Un lien avec l’affaire Habré ?
« Laurent Correau travaillait sur l’affaire Hissène Habré, rappelle pour sa part le quotidienAujourd’hui, toujours au Burkina. Il était à Ndjamena pour préparer une série de reportages à l’occasion de l’ouverture du procès de l’ancien président tchadien, prévu le 20 juillet à Dakar. Pourtant, Idriss Deby avait laissé entendre qu’il n’avait pas de difficultés dans le jugement de ce dossier. Alors, s’interroge Aujourd’hui, Deby n’aurait-il parlé que du bout des lèvres ? Le président tchadien avait-il quelque scrupule à ce qu’un journaliste fouille dans la mélasse de cette affaire ? Ou quelqu’un d’autre éprouverait-il quelques ressentiments à voir des micros s’ouvrir devant les lèvres d’acteurs dont le témoignage pourrait être gênant ? » En tout cas, poursuit Aujourd’hui, « si l’expulsion de Laurent Correau avait pour but de ne pas attirer l’attention sur quelque fait gênant, c’est l’effet contraire qui a été obtenu. »
« Il faut rappeler, relève pour sa part Walfadjri au Sénégal, que Ndjamena avait accueilli, il y a quelques mois, une délégation de journalistes sénégalais pour une série de reportages sur le même sujet, c’est-à-dire le procès d’Hissène Habré. Seulement, à la différence de Laurent Correau, pris en charge par son employeur, donc pouvant prétendre travailler en toute liberté, les journalistes sénégalais, eux, avaient été convoyés par la cellule de communication des Chambres africaines extraordinaires. Des Chambres qui ont reçu une contribution financière de Ndjamena pour juger l’ennemi juré de Deby. Ceci explique-t-il cela ? Une chose est sûre, conclut Walfadjri, le journaliste de RFI n’aurait jamais été expulsé s’il s’était contenté de regarder là où les autorités tchadiennes voulaient qu’il regarde. »
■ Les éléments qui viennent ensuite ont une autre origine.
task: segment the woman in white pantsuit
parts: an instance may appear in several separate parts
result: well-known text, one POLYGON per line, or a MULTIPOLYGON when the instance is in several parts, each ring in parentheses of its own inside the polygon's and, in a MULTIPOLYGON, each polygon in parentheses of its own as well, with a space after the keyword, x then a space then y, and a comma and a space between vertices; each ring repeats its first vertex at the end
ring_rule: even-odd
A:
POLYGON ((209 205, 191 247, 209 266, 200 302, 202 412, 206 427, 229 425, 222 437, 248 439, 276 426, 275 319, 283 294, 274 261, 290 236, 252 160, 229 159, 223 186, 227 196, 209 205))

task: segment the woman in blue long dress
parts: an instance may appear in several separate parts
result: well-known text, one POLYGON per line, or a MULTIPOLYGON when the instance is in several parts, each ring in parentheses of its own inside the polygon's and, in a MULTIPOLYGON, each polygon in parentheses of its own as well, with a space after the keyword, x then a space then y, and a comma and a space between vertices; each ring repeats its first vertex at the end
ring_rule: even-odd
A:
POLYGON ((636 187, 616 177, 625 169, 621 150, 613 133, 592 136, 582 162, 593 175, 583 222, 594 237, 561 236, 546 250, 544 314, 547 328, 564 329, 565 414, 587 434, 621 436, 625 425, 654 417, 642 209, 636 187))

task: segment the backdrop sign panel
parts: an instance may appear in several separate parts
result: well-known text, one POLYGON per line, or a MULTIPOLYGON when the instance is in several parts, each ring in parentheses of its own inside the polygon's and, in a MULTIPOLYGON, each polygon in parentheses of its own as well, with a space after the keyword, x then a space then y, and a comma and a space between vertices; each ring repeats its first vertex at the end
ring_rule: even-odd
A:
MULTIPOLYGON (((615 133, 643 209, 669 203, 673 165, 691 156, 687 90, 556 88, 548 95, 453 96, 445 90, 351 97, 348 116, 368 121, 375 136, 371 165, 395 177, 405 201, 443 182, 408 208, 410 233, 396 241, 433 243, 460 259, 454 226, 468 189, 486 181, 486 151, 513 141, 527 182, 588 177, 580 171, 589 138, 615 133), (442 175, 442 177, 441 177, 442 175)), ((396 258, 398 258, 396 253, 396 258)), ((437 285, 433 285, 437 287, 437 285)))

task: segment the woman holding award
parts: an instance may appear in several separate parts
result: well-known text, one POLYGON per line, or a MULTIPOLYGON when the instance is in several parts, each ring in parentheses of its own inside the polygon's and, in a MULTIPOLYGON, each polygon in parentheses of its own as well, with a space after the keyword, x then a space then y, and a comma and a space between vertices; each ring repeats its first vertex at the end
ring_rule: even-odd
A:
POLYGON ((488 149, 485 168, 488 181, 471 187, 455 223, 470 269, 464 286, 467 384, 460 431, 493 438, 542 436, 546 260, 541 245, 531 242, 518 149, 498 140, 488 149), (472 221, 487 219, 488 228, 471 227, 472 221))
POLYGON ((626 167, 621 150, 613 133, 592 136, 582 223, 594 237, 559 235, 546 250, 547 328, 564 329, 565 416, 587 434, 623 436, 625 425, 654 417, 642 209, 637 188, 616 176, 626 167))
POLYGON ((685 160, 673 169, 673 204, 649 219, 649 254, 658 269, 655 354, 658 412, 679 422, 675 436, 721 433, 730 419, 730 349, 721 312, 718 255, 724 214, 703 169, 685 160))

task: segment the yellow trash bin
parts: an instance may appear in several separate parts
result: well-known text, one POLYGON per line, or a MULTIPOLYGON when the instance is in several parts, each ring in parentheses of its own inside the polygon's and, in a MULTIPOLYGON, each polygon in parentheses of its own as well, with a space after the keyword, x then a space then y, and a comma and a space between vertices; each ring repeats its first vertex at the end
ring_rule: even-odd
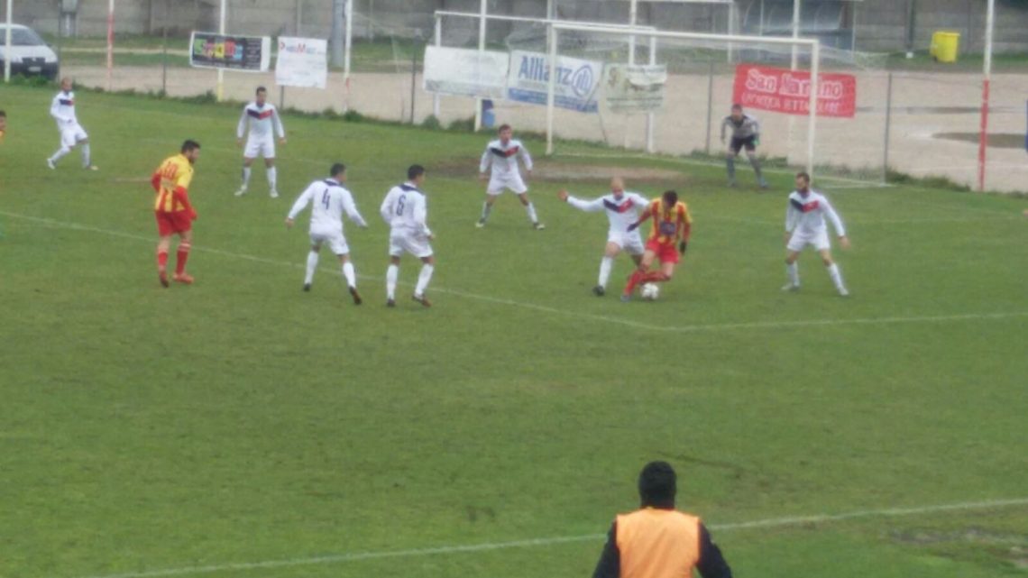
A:
POLYGON ((959 32, 938 31, 931 34, 931 48, 928 50, 935 62, 955 63, 960 48, 959 32))

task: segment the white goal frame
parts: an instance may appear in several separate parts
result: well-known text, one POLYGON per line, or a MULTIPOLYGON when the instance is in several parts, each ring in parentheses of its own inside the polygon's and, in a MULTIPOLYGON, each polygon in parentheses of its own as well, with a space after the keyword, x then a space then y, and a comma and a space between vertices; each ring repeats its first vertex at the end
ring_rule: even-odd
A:
MULTIPOLYGON (((669 38, 683 40, 715 40, 726 43, 726 48, 732 46, 733 42, 752 44, 784 44, 794 47, 807 47, 810 49, 810 112, 807 124, 807 173, 814 174, 814 137, 816 135, 817 123, 817 89, 818 75, 820 74, 820 43, 813 38, 782 38, 770 36, 746 36, 737 34, 706 34, 698 32, 667 32, 644 29, 639 27, 615 26, 583 26, 567 21, 554 22, 549 25, 553 38, 550 40, 550 82, 548 86, 546 101, 546 154, 553 154, 553 120, 556 101, 556 67, 557 67, 557 46, 559 45, 559 35, 561 31, 579 31, 607 34, 611 36, 645 36, 651 38, 669 38)), ((796 68, 796 59, 793 59, 793 68, 796 68)))

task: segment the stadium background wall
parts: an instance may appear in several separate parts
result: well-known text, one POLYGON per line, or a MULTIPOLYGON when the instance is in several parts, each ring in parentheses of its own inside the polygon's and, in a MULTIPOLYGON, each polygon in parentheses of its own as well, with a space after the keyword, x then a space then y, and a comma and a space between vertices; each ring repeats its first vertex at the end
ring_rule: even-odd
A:
MULTIPOLYGON (((764 0, 767 6, 791 4, 790 0, 764 0)), ((931 33, 950 30, 961 34, 962 52, 980 52, 983 44, 985 9, 980 0, 909 0, 915 2, 914 48, 927 48, 931 33)), ((760 0, 740 0, 739 13, 756 8, 760 0)), ((556 0, 561 17, 572 20, 624 23, 628 2, 620 0, 556 0)), ((806 0, 808 6, 840 4, 829 0, 806 0)), ((906 49, 908 0, 861 0, 848 3, 855 11, 856 48, 867 51, 906 49)), ((58 0, 15 0, 14 20, 38 30, 58 28, 58 0)), ((118 0, 117 30, 122 34, 152 34, 168 26, 171 32, 214 30, 217 28, 218 0, 118 0), (171 22, 161 22, 166 3, 171 6, 171 22)), ((229 20, 235 29, 247 33, 276 34, 299 30, 303 34, 328 37, 332 0, 229 0, 229 20), (299 26, 297 26, 299 24, 299 26)), ((355 35, 374 34, 369 22, 382 29, 420 30, 428 36, 432 13, 436 9, 477 11, 478 0, 357 0, 355 35)), ((640 24, 658 23, 665 30, 702 30, 726 32, 727 11, 703 4, 640 3, 640 24)), ((781 7, 777 8, 781 9, 781 7)), ((489 10, 501 14, 545 15, 545 0, 489 0, 489 10)), ((75 31, 80 36, 103 36, 107 30, 107 1, 79 0, 74 15, 75 31)), ((1028 51, 1028 3, 997 3, 996 51, 1028 51)))

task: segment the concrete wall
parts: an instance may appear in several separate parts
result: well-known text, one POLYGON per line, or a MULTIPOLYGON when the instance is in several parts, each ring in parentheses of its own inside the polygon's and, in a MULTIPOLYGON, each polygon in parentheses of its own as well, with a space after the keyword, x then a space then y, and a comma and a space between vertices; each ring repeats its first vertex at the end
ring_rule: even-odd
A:
MULTIPOLYGON (((117 0, 116 30, 120 34, 157 33, 162 26, 174 31, 216 30, 220 0, 117 0)), ((768 0, 771 1, 771 0, 768 0)), ((814 2, 815 0, 806 0, 814 2)), ((961 34, 962 52, 982 50, 985 0, 915 0, 915 49, 926 49, 935 30, 961 34)), ((554 0, 562 19, 625 23, 624 0, 554 0)), ((739 13, 759 0, 738 0, 739 13)), ((54 33, 59 0, 15 0, 14 20, 42 32, 54 33)), ((235 33, 300 33, 328 37, 332 0, 228 0, 229 30, 235 33)), ((854 3, 856 48, 866 51, 906 49, 907 0, 862 0, 854 3)), ((996 50, 1028 51, 1028 2, 996 3, 996 50)), ((0 5, 2 8, 2 5, 0 5)), ((388 31, 408 36, 419 31, 430 37, 436 9, 477 12, 479 0, 355 0, 358 37, 380 36, 388 31), (371 23, 374 22, 375 26, 371 23)), ((488 0, 493 13, 542 17, 545 0, 488 0)), ((639 3, 639 23, 665 30, 726 32, 728 10, 700 4, 639 3)), ((75 20, 83 36, 107 31, 107 0, 79 0, 75 20)), ((493 24, 489 38, 503 37, 519 27, 493 24)), ((523 26, 521 26, 523 28, 523 26)))

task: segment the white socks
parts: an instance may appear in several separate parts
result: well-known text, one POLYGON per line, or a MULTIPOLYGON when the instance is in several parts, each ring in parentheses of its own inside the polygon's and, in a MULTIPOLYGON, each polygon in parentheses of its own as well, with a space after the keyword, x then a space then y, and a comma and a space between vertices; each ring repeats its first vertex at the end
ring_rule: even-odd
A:
POLYGON ((788 276, 788 283, 793 287, 800 286, 800 265, 797 263, 785 265, 785 275, 788 276))
POLYGON ((346 278, 346 284, 357 289, 357 272, 354 270, 354 263, 346 261, 342 263, 342 276, 346 278))
POLYGON ((396 281, 399 278, 400 267, 390 263, 386 269, 386 296, 390 299, 396 299, 396 281))
POLYGON ((50 162, 57 162, 58 160, 61 160, 61 157, 68 154, 69 152, 71 152, 70 148, 62 146, 61 148, 58 149, 57 152, 53 153, 53 156, 50 157, 50 162))
POLYGON ((315 269, 318 268, 318 253, 307 253, 307 276, 303 278, 304 285, 310 285, 315 280, 315 269))
POLYGON ((525 210, 526 213, 528 213, 528 220, 531 221, 533 224, 539 222, 539 216, 536 215, 536 206, 535 205, 533 205, 531 203, 529 203, 527 206, 525 206, 524 210, 525 210))
POLYGON ((842 272, 839 270, 839 265, 837 265, 836 263, 832 263, 831 265, 829 265, 828 268, 829 268, 829 277, 832 278, 832 283, 835 284, 836 289, 840 293, 845 293, 846 286, 842 284, 842 272))
POLYGON ((607 288, 607 280, 611 279, 611 267, 614 266, 614 259, 603 255, 603 258, 599 261, 599 285, 602 288, 607 288))
POLYGON ((436 267, 425 263, 421 266, 421 273, 417 276, 417 286, 414 287, 414 295, 420 297, 425 295, 425 289, 429 286, 429 281, 432 279, 432 272, 436 270, 436 267))

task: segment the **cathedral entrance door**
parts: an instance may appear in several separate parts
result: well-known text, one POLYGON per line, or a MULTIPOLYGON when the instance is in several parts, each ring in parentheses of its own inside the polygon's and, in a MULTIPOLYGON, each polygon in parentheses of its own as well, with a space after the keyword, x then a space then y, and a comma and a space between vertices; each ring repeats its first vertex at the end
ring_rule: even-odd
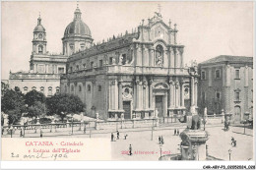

« Que peut bien cacher cette paranoïa tchadienne ? », renchérit L’Observateur Paalga à Ouaga. « Certains, au sein du pouvoir tchadien, se sont-ils subitement sentis menacés par les investigations de Laurent Correau ? Car ne l’oublions pas, rappelle le journal, Idriss Deby a été conseiller militaire, puis chef d’état-major de celui qui est aujourd’hui poursuivi pour “crimes de guerre, crimes contre l’humanité et crimes de torture”. Si cette voie de fait contre l’envoyé spécial de RFI visait à cacher quelques responsabilités de certains responsables actuels dans ce qui est reproché à l’exilé de Dakar, ce serait vraiment peine perdue. Autant, ce n’est pas en cassant le thermomètre qu’on fait baisser la fièvre, autant ce n’est pas chassant Correau que l’on dissimulera toute la vérité sur les responsabilités dans l’affaire Habré. »
On fait ce qu’on veut !
Enfin, autre explication, avancée cette fois par le quotidien français Libération et reprise par nombre de médias du continent ce matin : « par cette expulsion, le Tchad aurait voulu envoyer ce “terrible” message à la France, avance Libération, qui cite une source qui connaît bien le fonctionnement du pouvoir tchadien. Voici ce message : “on se fout de la liberté de la presse. On fait ce qu’on veut. Y compris virer sans aucun document officiel et gifler au passage un journaliste de RFI. Car nous vous sommes, à vous Français, indispensables dans la lutte contre Boko Haram et pour la stabilité de la zone Afrique centrale. Attention à ce que vous allez écrire vous, les journalistes français, la prochaine fois, car si ça nous déplaît, on vous expulsera comme le gars de RFI”. »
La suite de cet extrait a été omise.